Mazda ha confirmado que uno de sus modelos más veteranos seguirá adelante con una nueva generación. El Mazda CX-3 tendrá una segunda generación en 2027, después de más de una década desde su debut mundial en 2014. La decisión demuestra la importancia que todavía tiene este SUV subcompacto en determinados mercados, especialmente México y varios países de Asia-Pacífico. Durante la presentación de sus resultados financieros, la firma de Hiroshima mostró por primera vez una imagen oscurecida del futuro modelo, dejando entrever una silueta más robusta, moderna y cercana al actual CX-5.
El adelanto publicado por Mazda todavía es muy limitado, pero permite identificar un cambio importante respecto al modelo actual. La próxima CX-3 apuesta por líneas más estilizadas, una carrocería aparentemente más voluminosa y una imagen mucho más robusta, aunque seguirá ocupando el escalón de acceso dentro de los SUV de la marca. La evolución resulta lógica después de tantos años en el mercado y podría permitir a Mazda competir con mayor fuerza frente a una nueva generación de rivales que han incorporado más tecnología y electrificación. La producción del CX-3 2027 comenzará en Tailandia, con especial atención a los mercados de Asia-Pacífico, incluido Australia.

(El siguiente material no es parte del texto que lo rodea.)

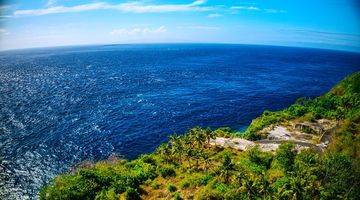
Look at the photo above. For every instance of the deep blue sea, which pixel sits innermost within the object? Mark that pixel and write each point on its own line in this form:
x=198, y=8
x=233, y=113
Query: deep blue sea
x=60, y=106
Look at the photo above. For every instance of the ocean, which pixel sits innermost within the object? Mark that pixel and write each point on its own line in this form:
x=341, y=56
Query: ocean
x=60, y=106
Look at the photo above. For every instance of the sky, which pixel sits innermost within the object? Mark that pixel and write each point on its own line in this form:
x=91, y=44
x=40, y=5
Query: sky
x=330, y=24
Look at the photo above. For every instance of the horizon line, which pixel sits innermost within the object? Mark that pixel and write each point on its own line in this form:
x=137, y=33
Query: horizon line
x=177, y=43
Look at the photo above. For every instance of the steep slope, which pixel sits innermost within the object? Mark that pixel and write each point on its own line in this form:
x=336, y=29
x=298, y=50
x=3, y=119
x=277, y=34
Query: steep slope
x=190, y=167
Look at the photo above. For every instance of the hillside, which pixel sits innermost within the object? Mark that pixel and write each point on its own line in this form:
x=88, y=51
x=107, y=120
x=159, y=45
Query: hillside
x=196, y=166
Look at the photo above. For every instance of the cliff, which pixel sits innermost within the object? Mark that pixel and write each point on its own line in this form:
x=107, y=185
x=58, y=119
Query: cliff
x=307, y=151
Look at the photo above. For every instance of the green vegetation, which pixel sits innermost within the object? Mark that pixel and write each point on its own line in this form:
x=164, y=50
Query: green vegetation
x=188, y=167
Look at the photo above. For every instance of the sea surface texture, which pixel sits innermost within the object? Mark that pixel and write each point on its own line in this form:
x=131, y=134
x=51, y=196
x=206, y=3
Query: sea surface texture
x=61, y=106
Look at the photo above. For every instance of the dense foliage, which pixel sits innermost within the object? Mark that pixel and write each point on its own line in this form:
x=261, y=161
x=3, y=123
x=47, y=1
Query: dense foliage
x=342, y=102
x=188, y=167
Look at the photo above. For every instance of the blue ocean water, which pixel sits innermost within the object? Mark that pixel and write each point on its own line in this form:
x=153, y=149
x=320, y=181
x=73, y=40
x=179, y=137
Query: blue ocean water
x=60, y=106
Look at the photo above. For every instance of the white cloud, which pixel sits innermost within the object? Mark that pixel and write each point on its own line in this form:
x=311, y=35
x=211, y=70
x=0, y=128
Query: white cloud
x=134, y=7
x=254, y=8
x=4, y=32
x=201, y=27
x=214, y=15
x=274, y=11
x=50, y=3
x=138, y=31
x=245, y=8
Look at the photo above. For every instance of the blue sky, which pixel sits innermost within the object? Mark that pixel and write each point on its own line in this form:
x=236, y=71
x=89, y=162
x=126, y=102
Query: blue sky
x=333, y=24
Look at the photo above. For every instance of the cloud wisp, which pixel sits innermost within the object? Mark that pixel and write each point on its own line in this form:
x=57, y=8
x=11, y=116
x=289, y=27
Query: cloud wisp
x=214, y=15
x=254, y=8
x=138, y=31
x=132, y=7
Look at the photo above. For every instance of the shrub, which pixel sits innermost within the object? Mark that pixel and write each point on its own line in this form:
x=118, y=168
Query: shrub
x=132, y=194
x=171, y=188
x=167, y=171
x=177, y=196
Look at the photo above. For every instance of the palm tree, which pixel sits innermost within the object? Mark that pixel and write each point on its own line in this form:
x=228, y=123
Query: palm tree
x=226, y=167
x=209, y=134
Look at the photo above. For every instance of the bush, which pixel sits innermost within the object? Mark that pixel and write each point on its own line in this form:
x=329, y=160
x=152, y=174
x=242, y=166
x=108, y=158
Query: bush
x=171, y=188
x=167, y=171
x=177, y=196
x=132, y=194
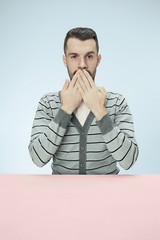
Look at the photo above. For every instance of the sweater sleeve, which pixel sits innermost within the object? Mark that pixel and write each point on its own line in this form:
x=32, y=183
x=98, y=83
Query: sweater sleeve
x=47, y=133
x=119, y=136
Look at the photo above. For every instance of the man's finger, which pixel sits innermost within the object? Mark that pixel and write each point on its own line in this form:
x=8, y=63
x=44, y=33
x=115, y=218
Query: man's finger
x=102, y=90
x=89, y=78
x=85, y=80
x=66, y=84
x=74, y=79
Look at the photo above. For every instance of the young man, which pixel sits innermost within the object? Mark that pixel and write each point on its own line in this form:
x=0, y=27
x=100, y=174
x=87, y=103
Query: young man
x=82, y=128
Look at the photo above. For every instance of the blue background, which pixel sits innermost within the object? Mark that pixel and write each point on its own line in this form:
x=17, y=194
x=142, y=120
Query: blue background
x=31, y=42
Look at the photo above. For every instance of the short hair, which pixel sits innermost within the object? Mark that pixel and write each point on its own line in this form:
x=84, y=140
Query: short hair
x=82, y=34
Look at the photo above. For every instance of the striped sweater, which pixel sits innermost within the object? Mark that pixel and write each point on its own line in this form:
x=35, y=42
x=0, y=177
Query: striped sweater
x=94, y=148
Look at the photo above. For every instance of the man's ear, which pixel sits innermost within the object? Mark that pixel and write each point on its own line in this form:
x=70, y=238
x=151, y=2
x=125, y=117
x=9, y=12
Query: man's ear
x=99, y=59
x=65, y=60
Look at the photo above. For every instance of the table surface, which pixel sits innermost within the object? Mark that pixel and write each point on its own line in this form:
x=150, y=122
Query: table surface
x=79, y=207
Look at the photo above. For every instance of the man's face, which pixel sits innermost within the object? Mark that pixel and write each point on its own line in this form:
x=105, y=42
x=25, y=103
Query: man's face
x=81, y=55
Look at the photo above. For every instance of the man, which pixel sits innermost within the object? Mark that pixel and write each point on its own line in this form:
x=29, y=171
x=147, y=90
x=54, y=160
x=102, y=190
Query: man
x=84, y=129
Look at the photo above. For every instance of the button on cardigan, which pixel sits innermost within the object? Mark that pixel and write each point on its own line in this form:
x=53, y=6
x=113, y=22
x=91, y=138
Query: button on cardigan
x=97, y=147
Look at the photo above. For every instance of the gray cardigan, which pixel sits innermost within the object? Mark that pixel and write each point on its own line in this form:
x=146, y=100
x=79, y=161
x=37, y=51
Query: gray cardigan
x=94, y=148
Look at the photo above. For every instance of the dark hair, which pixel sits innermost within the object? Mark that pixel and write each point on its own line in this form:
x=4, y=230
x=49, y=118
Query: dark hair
x=81, y=34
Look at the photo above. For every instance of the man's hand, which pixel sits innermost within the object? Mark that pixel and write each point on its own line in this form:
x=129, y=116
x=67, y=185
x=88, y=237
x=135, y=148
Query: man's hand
x=70, y=96
x=93, y=97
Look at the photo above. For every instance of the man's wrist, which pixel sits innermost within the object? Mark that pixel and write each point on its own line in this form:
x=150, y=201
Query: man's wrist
x=66, y=109
x=100, y=113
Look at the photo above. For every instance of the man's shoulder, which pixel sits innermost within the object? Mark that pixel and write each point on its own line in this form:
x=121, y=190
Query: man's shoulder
x=114, y=96
x=51, y=96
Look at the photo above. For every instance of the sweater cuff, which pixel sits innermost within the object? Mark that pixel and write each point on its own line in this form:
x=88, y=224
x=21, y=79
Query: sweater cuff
x=105, y=124
x=62, y=118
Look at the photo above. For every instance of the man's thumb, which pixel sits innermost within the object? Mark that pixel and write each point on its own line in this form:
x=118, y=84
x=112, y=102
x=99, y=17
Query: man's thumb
x=66, y=84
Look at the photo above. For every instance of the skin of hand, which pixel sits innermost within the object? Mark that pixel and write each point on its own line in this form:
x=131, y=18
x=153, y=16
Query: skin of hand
x=70, y=95
x=93, y=96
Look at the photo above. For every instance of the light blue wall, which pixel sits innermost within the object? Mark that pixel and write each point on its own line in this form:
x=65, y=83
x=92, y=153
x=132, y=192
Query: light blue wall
x=32, y=34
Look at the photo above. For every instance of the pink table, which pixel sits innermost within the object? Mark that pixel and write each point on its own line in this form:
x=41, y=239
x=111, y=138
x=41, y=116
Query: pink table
x=79, y=207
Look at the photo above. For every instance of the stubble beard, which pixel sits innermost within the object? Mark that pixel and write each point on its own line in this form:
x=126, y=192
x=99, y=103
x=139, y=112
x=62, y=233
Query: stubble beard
x=71, y=75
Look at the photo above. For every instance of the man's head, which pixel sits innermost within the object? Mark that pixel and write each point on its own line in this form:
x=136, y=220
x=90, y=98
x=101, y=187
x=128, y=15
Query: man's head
x=81, y=51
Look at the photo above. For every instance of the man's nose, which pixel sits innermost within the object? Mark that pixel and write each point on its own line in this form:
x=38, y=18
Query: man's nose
x=82, y=64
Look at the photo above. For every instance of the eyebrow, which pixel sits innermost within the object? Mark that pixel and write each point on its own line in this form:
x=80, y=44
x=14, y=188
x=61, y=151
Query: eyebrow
x=91, y=52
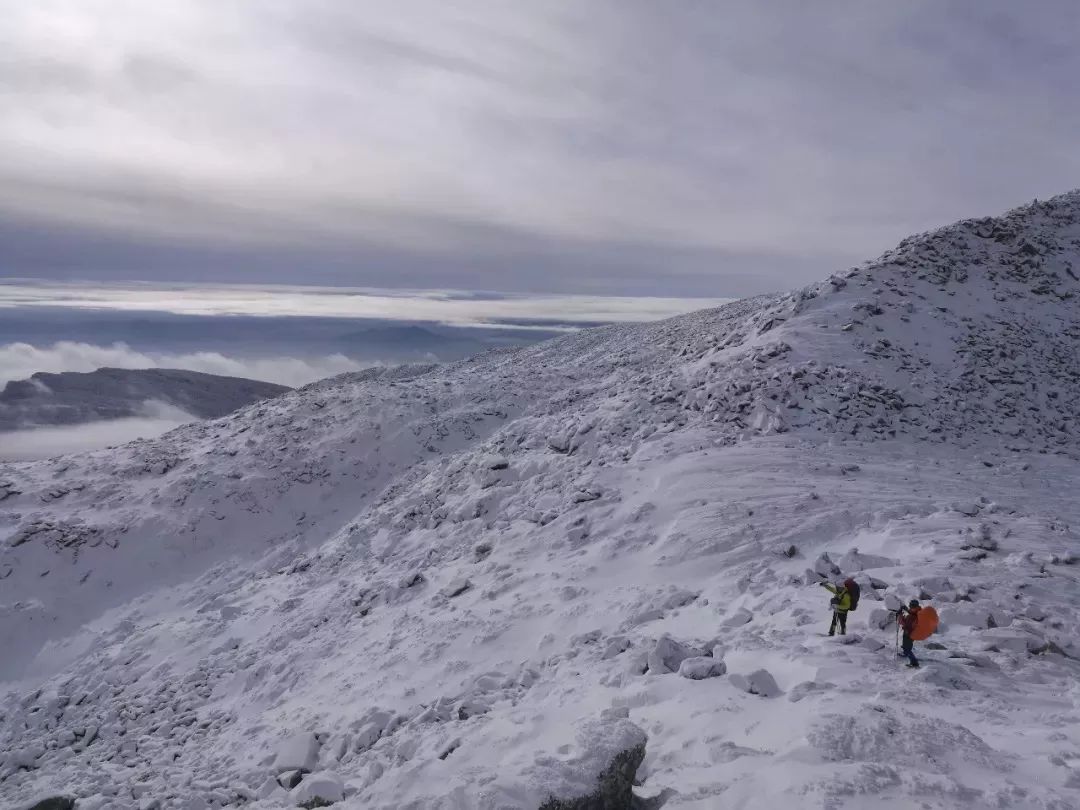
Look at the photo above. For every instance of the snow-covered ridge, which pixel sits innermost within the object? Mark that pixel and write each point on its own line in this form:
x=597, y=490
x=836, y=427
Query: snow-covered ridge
x=431, y=580
x=72, y=397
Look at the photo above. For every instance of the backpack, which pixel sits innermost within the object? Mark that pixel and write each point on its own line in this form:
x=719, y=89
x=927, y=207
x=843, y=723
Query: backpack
x=926, y=623
x=854, y=591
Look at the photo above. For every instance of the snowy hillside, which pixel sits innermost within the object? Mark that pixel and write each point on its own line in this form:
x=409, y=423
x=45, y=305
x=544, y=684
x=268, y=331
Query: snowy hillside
x=510, y=581
x=71, y=397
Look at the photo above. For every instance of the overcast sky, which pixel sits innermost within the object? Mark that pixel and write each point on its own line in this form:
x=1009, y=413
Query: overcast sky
x=588, y=146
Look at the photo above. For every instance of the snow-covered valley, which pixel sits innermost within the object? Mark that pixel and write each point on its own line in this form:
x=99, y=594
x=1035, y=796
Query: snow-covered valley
x=480, y=585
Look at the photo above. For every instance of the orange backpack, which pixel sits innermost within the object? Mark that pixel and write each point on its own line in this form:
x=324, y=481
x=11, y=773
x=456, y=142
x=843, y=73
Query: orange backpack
x=926, y=623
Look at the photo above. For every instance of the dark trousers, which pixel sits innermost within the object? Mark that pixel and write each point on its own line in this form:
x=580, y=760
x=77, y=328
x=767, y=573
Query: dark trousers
x=906, y=647
x=839, y=618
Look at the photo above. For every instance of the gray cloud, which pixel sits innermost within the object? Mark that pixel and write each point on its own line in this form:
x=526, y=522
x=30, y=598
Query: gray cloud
x=703, y=148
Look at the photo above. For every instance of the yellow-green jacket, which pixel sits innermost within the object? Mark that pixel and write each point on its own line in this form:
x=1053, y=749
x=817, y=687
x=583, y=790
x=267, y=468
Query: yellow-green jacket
x=842, y=596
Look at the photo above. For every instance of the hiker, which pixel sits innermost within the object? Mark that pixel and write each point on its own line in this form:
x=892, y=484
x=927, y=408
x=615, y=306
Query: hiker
x=845, y=599
x=908, y=617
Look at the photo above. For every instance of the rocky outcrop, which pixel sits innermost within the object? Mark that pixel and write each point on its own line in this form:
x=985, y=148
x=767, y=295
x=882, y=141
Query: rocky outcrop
x=613, y=788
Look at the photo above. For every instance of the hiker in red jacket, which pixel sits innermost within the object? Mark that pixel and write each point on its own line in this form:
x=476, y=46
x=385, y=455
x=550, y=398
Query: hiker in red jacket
x=907, y=618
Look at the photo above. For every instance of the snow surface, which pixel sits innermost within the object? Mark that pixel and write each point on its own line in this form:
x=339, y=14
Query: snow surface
x=473, y=585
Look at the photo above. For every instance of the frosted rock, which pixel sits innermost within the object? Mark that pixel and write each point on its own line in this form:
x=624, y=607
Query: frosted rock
x=456, y=588
x=701, y=667
x=808, y=687
x=667, y=655
x=855, y=561
x=679, y=598
x=759, y=682
x=645, y=617
x=969, y=616
x=601, y=775
x=881, y=619
x=288, y=780
x=269, y=787
x=297, y=753
x=324, y=785
x=1011, y=640
x=826, y=567
x=53, y=802
x=615, y=646
x=742, y=616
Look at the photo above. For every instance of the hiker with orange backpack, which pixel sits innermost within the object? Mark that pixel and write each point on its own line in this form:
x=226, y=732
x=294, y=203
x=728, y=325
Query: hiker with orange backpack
x=908, y=619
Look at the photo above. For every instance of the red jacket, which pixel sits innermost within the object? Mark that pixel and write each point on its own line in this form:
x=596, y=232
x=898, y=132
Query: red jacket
x=908, y=619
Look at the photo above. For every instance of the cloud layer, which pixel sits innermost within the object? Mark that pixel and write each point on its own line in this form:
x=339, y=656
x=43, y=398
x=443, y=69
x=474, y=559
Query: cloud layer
x=30, y=445
x=18, y=361
x=721, y=148
x=449, y=307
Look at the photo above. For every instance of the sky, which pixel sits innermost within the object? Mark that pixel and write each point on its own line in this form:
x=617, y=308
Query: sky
x=594, y=147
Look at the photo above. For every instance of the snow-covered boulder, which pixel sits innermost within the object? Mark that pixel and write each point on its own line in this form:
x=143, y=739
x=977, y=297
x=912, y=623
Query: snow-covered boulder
x=930, y=586
x=1011, y=639
x=679, y=598
x=53, y=802
x=808, y=687
x=759, y=682
x=456, y=588
x=740, y=617
x=855, y=561
x=599, y=775
x=880, y=619
x=825, y=567
x=701, y=667
x=297, y=753
x=968, y=616
x=325, y=786
x=667, y=655
x=615, y=646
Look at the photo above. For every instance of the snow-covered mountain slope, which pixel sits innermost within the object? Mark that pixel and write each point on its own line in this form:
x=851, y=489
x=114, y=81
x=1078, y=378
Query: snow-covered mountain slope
x=72, y=397
x=477, y=585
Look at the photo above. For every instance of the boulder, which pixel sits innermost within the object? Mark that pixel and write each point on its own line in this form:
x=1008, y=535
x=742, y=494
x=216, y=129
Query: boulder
x=701, y=667
x=297, y=753
x=667, y=655
x=602, y=777
x=740, y=617
x=968, y=616
x=808, y=687
x=855, y=561
x=615, y=646
x=759, y=682
x=825, y=567
x=53, y=802
x=880, y=619
x=1008, y=639
x=288, y=780
x=456, y=588
x=679, y=598
x=318, y=790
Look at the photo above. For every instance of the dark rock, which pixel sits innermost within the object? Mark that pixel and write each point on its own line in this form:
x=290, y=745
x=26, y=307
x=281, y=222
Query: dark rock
x=55, y=802
x=615, y=788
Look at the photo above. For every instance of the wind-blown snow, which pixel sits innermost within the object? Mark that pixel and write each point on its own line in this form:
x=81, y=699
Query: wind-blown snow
x=463, y=581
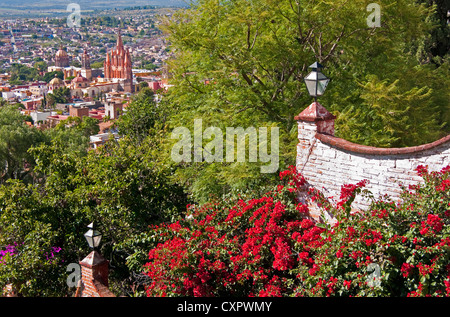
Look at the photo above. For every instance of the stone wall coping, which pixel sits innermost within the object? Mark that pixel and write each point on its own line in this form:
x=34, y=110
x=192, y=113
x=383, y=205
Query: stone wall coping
x=364, y=149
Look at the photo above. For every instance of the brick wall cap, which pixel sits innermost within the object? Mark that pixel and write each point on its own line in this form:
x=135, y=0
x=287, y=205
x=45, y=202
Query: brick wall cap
x=93, y=259
x=364, y=149
x=315, y=112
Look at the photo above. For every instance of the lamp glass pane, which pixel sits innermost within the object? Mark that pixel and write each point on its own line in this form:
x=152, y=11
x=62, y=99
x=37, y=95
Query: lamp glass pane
x=321, y=86
x=311, y=85
x=96, y=240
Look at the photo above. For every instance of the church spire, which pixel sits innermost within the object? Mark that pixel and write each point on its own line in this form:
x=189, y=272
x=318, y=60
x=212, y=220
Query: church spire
x=119, y=41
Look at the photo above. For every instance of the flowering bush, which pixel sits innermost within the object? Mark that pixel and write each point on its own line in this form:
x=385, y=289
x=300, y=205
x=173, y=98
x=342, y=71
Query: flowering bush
x=269, y=246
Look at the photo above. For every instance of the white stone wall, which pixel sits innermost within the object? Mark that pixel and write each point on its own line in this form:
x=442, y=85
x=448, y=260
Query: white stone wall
x=327, y=167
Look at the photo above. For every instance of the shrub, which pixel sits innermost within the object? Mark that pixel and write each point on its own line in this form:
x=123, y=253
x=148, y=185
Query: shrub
x=269, y=246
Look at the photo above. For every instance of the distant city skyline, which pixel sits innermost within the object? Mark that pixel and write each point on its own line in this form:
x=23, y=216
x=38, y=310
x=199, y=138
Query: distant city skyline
x=85, y=4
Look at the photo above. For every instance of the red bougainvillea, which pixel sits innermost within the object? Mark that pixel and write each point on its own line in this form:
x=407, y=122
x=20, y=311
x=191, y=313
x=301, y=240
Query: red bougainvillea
x=269, y=246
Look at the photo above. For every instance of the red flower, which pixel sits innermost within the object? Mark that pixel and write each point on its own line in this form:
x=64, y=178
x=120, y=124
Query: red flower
x=406, y=269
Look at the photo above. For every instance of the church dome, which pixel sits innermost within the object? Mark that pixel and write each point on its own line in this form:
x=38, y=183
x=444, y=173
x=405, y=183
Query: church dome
x=61, y=53
x=56, y=81
x=79, y=79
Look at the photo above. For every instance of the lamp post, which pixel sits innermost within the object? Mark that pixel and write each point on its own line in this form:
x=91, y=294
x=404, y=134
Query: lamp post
x=93, y=237
x=315, y=81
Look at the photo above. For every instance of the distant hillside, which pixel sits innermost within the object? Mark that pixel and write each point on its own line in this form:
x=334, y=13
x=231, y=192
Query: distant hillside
x=85, y=4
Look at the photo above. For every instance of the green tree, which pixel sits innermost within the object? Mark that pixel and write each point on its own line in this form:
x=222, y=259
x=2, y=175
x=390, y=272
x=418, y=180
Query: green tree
x=15, y=140
x=242, y=64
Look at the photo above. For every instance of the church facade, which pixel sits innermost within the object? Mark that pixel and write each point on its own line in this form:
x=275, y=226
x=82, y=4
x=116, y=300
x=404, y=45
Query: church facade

La renovación no se limitaría al diseño. Todo apunta a que Mazda quiere adaptar el CX-3 a las nuevas exigencias de eficiencia sin abandonar por completo los motores de combustión. La nueva generación podría ofrecer, dependiendo del mercado, tres alternativas mecánicas: combustión convencional, tecnología microhíbrida y un sistema híbrido convencional. Esta estrategia permitiría a la marca mantener una oferta flexible mientras avanza progresivamente hacia modelos electrificados, algo especialmente importante en segmentos donde el precio sigue siendo uno de los principales factores de compra.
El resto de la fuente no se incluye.